Physical activity is defined as any physical movement made by skeletal muscles which involves an energetic investment which requires an energy output. Physical activity covers all activities, at any level, carried out during any period of the day or night, inclusive of sleep. It also includes incidental activity and exercise integrated into normal daily activity. It is measured using a variety of criteria, including the amount of oxygen used, heart rate, muscular power and endurance, and body weight. These are thought to be influenced by genetic, psychological and physiological factors.
The health benefits associated with regular physical activity are well documented and numerous. Whilst sedentary lifestyles and poor eating habits are commonly blamed for leading to obesity and other health problems, research continually reveals that the correlation between diet and physical activity is often insignificant, if it exists at all. Furthermore, obesity and poor physical activity levels are commonly found in people of young adult age groups and in physically disabled individuals. The higher level of activity required to promote good health in adults can often be considered a form of stress relief and therefore a worthy addendum to any healthy lifestyle program. Adults who are highly active are less likely to develop chronic conditions such as diabetes and heart disease, as well as suffering from debilitating arthritis. This is especially the case in elderly adults who experience much higher activity levels than younger people.
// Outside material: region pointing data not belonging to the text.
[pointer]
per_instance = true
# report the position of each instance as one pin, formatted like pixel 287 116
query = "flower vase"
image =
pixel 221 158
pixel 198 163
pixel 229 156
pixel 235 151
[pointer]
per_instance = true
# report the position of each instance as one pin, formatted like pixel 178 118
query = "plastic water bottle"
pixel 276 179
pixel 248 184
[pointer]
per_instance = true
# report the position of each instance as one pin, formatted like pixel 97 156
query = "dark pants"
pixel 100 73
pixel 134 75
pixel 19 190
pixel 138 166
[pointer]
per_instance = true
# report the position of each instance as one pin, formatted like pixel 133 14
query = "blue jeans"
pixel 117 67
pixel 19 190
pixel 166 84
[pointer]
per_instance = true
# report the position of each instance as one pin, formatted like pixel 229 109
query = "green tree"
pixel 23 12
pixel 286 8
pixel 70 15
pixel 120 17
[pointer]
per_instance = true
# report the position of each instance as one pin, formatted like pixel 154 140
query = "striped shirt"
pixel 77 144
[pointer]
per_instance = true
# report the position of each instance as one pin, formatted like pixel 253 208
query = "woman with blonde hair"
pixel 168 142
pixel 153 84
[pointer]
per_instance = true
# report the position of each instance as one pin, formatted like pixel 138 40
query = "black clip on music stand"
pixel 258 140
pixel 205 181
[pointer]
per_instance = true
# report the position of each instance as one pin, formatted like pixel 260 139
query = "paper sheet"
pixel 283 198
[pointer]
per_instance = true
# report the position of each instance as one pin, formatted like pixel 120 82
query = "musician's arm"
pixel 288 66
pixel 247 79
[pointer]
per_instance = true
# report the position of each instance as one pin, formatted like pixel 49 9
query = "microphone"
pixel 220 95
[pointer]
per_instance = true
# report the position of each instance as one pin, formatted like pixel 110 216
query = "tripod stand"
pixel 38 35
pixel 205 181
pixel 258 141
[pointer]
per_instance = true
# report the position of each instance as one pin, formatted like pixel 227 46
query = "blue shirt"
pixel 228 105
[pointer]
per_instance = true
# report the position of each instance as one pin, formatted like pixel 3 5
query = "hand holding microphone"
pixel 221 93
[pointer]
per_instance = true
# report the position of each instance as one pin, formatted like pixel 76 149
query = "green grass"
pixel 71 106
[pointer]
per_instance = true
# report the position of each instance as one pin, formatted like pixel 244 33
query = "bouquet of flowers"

Activity levels of different groups were compared in a recent study of 2,811 adults aged 55 years and above. Overall, higher activity levels were found among the overweight/obese group but there was a significant difference in physical activity intensity levels between groups. These results are important as they show that physical activity levels may be an important factor in the onset of chronic conditions. However, more research is needed to understand whether there are links between obesity and the onset of some age-related diseases and how these links can be prevented.